Who's the No. 1 team according to Nate Silver? View the SPI Rankings in full.

The SPI proceeds in four major steps:

Calculate competitiveness coefficients for all games in database

Derive match-based ratings for all international and club teams

Derive player-based ratings for all games in which detailed data is available

Combine team and player data into a composite rating based on current rosters; use to predict future results.

Each step is described in some detail below.

Step 1 -- Competitiveness coefficients

One of the difficulties in evaluating international soccer is that the seriousness with which a team treats a particular game can vary significantly from match to match. It's as though on some occasions, the New York Yankees are the New York Yankees, and on others, the Yankees have been replaced by the team's Triple-A affiliate, the Scranton-Wilkes Barre Yankees. The latter sort of match is not likely to be very informative as to how strong the New York Yankees really are, if they were to play the Boston Red Sox in a critical game that day.

SPI FAQ

Need more information about SPI? The Soccer Power Index FAQ has all the answers.

SPI's approach to this problem is to calculate a competitiveness coefficient for each match. The goal of the competitiveness coefficient is to measure how much of its "A" lineup -- the lineup that a team would use if a World Cup match were played on that day -- a team uses for each game.
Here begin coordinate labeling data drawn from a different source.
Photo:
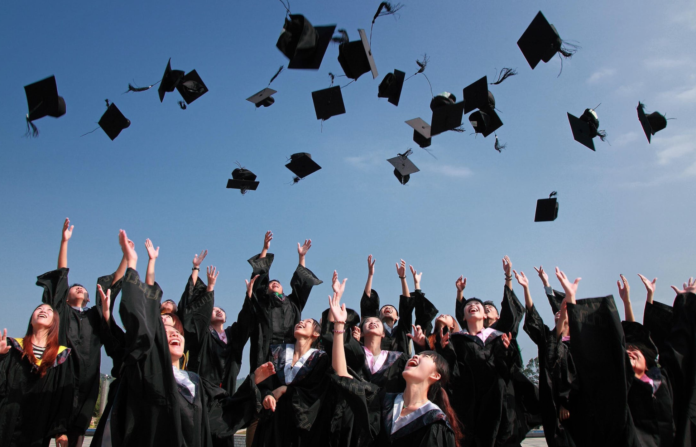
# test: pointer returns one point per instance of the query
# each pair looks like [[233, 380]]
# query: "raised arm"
[[625, 294], [370, 275], [524, 282], [152, 253], [401, 271], [338, 310], [63, 252]]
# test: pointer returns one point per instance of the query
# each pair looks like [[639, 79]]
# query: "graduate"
[[157, 403], [36, 384], [420, 416], [557, 376], [81, 329]]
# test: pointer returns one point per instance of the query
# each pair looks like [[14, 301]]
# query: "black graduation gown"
[[298, 419], [274, 319], [149, 407], [481, 388], [557, 380], [373, 408], [33, 408], [601, 416], [394, 339], [210, 357], [81, 330], [679, 358]]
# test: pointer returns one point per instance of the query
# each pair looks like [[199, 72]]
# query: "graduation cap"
[[547, 209], [403, 167], [301, 164], [652, 123], [170, 80], [191, 87], [477, 96], [421, 132], [113, 121], [391, 86], [243, 179], [328, 102], [43, 100], [304, 44], [447, 113], [541, 41], [356, 57], [586, 128]]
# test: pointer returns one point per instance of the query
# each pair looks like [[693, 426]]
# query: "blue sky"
[[626, 208]]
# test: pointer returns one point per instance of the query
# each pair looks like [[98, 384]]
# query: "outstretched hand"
[[689, 287], [250, 285], [67, 230], [152, 252], [198, 259]]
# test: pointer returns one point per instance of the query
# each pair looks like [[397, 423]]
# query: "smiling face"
[[306, 329], [176, 343], [77, 296], [421, 369], [275, 287], [42, 317], [218, 316]]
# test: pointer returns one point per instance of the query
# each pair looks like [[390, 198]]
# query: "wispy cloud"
[[601, 74]]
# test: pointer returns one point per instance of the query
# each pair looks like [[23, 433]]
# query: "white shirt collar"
[[375, 363], [399, 422], [291, 371]]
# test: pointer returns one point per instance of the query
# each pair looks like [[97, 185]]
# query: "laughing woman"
[[420, 416], [35, 384]]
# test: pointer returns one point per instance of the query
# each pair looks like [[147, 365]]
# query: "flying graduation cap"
[[586, 128], [403, 167], [302, 165], [264, 98], [43, 100], [302, 43], [477, 96], [541, 41], [243, 179], [547, 209], [651, 123]]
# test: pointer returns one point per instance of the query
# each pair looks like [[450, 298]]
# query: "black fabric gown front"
[[373, 408], [211, 358], [82, 331], [149, 408], [275, 317], [33, 409]]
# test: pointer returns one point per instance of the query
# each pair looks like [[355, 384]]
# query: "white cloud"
[[601, 74]]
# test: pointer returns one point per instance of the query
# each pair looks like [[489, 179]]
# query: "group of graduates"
[[374, 378]]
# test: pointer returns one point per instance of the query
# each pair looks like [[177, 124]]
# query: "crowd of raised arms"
[[373, 378]]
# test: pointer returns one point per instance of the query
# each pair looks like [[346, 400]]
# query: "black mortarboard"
[[263, 98], [170, 80], [391, 86], [113, 121], [243, 179], [301, 164], [485, 122], [304, 44], [356, 57], [547, 209], [652, 123], [403, 167], [191, 87], [540, 41], [421, 132], [328, 102], [447, 113]]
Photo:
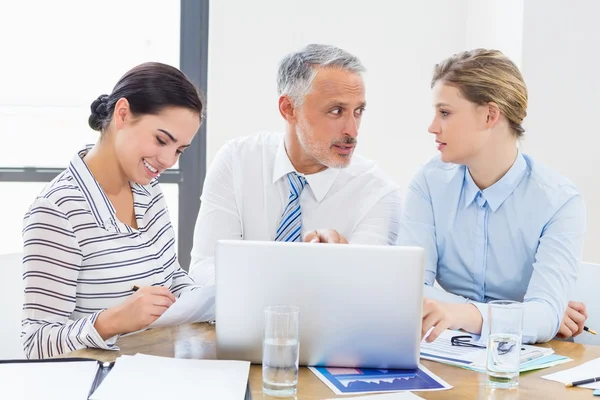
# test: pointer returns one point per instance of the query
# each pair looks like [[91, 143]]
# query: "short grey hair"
[[298, 70]]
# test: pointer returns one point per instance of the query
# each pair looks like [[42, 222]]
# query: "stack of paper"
[[588, 370], [363, 380], [387, 396], [473, 358], [151, 377], [48, 379]]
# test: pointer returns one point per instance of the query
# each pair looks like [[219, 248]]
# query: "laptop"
[[360, 306]]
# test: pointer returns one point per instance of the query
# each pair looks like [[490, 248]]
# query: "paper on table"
[[151, 377], [193, 306], [47, 380], [474, 358], [367, 380], [387, 396], [586, 370]]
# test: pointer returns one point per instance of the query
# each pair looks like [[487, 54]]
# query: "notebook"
[[55, 378]]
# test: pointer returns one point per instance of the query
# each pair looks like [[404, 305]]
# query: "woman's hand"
[[140, 309]]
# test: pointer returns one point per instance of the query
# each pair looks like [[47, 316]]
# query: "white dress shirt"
[[79, 259], [246, 191]]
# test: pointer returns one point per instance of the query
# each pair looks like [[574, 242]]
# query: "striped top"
[[79, 259]]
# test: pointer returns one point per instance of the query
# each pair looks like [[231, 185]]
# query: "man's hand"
[[325, 236], [441, 316], [573, 320]]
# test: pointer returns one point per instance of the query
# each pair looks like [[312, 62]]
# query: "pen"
[[583, 382], [531, 356], [593, 332]]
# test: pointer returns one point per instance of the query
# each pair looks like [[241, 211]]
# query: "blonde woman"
[[495, 223]]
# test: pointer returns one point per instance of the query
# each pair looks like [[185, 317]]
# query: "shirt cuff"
[[485, 328], [94, 338]]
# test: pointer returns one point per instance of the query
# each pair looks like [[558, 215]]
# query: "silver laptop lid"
[[360, 306]]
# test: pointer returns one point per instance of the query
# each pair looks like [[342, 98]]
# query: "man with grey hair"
[[304, 184]]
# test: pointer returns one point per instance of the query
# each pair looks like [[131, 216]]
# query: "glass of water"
[[505, 320], [280, 351]]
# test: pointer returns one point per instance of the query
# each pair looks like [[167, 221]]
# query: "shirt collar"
[[100, 206], [496, 194], [319, 183]]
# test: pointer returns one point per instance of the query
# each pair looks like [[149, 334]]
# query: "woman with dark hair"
[[102, 226]]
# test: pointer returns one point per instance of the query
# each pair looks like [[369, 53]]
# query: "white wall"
[[495, 24], [561, 58], [398, 42]]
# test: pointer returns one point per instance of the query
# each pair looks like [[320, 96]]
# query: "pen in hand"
[[593, 332]]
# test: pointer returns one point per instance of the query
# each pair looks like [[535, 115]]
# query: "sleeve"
[[218, 217], [381, 223], [554, 273], [417, 227], [51, 263]]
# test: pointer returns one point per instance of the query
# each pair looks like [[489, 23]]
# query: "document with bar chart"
[[362, 380]]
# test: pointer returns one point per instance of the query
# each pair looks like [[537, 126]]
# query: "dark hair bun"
[[99, 113]]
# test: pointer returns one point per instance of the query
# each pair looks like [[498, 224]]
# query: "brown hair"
[[484, 76], [149, 88]]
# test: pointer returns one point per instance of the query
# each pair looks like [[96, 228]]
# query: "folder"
[[101, 370], [99, 373]]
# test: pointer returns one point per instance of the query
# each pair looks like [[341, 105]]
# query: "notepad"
[[442, 350], [193, 306], [52, 380], [586, 370], [152, 377]]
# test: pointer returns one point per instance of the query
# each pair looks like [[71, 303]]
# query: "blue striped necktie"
[[290, 224]]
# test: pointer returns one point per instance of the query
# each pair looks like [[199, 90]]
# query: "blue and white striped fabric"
[[79, 259], [290, 224]]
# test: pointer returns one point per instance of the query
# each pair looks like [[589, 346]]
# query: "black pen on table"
[[593, 332], [583, 382]]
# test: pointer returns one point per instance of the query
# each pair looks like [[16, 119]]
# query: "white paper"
[[152, 377], [442, 350], [387, 396], [193, 306], [590, 369], [47, 380]]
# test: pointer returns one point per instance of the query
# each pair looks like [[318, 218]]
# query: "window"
[[59, 65]]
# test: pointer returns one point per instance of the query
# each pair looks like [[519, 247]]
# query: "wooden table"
[[198, 341]]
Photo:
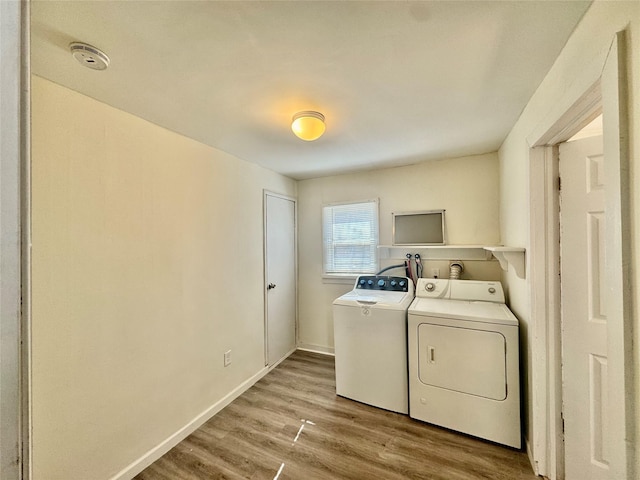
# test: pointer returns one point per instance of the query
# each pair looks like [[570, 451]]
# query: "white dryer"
[[464, 359], [370, 337]]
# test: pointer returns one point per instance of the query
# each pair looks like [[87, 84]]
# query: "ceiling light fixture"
[[308, 125]]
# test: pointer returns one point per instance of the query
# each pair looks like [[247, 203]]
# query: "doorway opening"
[[606, 95]]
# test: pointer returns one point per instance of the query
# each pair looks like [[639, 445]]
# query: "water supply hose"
[[455, 269]]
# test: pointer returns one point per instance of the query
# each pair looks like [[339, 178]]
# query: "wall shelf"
[[506, 256]]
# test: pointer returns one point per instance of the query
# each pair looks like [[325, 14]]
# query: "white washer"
[[370, 336], [464, 359]]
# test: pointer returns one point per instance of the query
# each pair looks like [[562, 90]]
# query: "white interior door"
[[280, 276], [584, 321]]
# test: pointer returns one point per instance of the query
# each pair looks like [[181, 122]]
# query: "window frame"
[[348, 276]]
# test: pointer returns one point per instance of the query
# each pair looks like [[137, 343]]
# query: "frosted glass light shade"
[[308, 125]]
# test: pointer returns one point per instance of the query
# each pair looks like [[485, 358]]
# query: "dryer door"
[[463, 360]]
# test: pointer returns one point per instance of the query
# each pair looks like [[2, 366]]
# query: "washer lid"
[[377, 298], [486, 312]]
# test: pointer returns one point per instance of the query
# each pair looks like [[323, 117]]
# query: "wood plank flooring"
[[292, 426]]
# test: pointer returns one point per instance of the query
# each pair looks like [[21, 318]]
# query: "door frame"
[[15, 240], [269, 193], [606, 93]]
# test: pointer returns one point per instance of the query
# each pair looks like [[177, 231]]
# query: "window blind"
[[350, 238]]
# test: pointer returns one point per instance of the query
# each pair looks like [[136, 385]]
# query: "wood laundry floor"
[[291, 425]]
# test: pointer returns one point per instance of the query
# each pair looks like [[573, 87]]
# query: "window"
[[350, 238]]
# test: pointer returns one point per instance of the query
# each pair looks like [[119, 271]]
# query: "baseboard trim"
[[316, 349], [534, 464], [155, 453]]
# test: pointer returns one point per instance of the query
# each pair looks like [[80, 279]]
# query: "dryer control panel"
[[471, 290], [383, 282]]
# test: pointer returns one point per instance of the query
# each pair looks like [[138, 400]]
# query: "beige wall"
[[467, 188], [577, 67], [147, 266]]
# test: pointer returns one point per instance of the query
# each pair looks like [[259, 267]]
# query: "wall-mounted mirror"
[[419, 228]]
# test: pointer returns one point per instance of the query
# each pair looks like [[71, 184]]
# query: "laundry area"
[[252, 230], [449, 356]]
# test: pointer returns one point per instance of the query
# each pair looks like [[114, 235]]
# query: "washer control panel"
[[382, 282]]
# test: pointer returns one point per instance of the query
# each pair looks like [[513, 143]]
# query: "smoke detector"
[[89, 56]]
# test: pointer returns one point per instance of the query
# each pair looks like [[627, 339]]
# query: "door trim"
[[608, 89], [14, 245], [268, 193]]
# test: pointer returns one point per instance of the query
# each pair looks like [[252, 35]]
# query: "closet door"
[[280, 277]]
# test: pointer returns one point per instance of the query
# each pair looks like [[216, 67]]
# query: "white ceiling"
[[398, 81]]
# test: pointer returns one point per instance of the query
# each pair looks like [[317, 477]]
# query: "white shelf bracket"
[[509, 256]]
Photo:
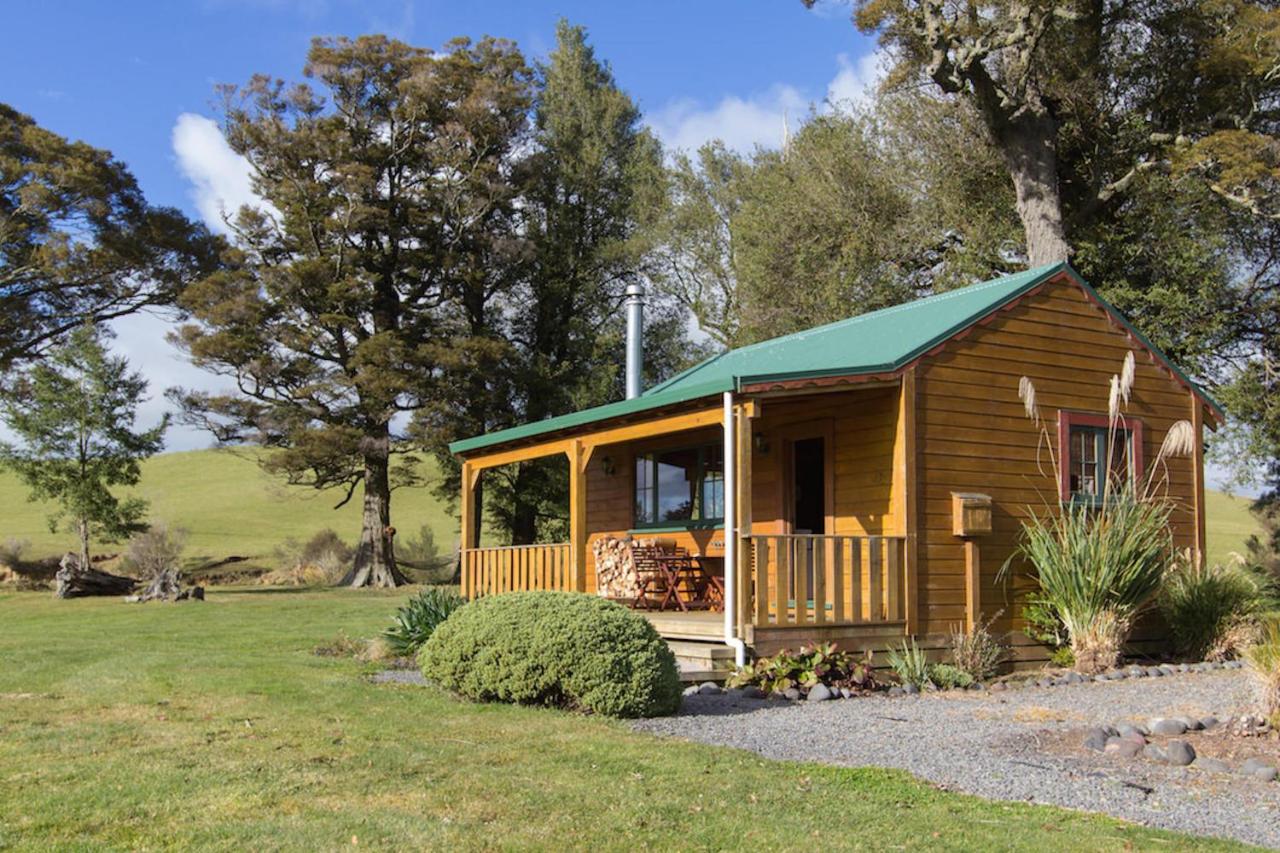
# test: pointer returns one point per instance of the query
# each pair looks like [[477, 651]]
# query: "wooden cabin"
[[862, 480]]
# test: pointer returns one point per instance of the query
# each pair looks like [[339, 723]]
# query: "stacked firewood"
[[615, 569]]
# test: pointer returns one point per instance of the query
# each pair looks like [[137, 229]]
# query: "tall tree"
[[858, 211], [80, 242], [694, 258], [551, 340], [329, 316], [818, 232], [1082, 96], [73, 414]]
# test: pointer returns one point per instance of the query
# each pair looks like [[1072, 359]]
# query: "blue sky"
[[137, 78], [119, 74]]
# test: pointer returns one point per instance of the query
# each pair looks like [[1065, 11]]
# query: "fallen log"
[[167, 585], [76, 582]]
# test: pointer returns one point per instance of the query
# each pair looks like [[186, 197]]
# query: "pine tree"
[[73, 414]]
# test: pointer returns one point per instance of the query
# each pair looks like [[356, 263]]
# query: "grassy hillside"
[[229, 506], [1228, 524], [232, 507]]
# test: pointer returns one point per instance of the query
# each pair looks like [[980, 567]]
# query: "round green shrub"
[[558, 649]]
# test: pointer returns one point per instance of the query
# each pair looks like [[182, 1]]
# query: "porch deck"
[[694, 625]]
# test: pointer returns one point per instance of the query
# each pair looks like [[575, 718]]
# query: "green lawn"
[[223, 497], [214, 725], [1228, 524]]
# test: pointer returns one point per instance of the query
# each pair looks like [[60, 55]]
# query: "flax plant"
[[1264, 658], [1100, 564]]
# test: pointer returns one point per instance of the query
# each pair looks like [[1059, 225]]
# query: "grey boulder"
[[819, 693], [1164, 726], [1180, 753]]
The competitiveness coefficient is determined by evaluating each player in the lineup on a particular day, and seeing how often they played in other competitions we know to be important, such as the World Cup, European Championships and Confederations Cup. Each player in the lineup is scored from 0 to 1 depending on the fraction of the possible minutes they played in such contests. A "fudge factor" is used to account for the fact that, for instance, some players may be new to the lineup because they have been injured, or because they are young players who have recently elevated their games to the point that they belong on the "A" team. Essentially, if a player has played half of the possible minutes in important competitions near in time to that date, they will receive full credit, but the numbers are scaled down proportionately from there.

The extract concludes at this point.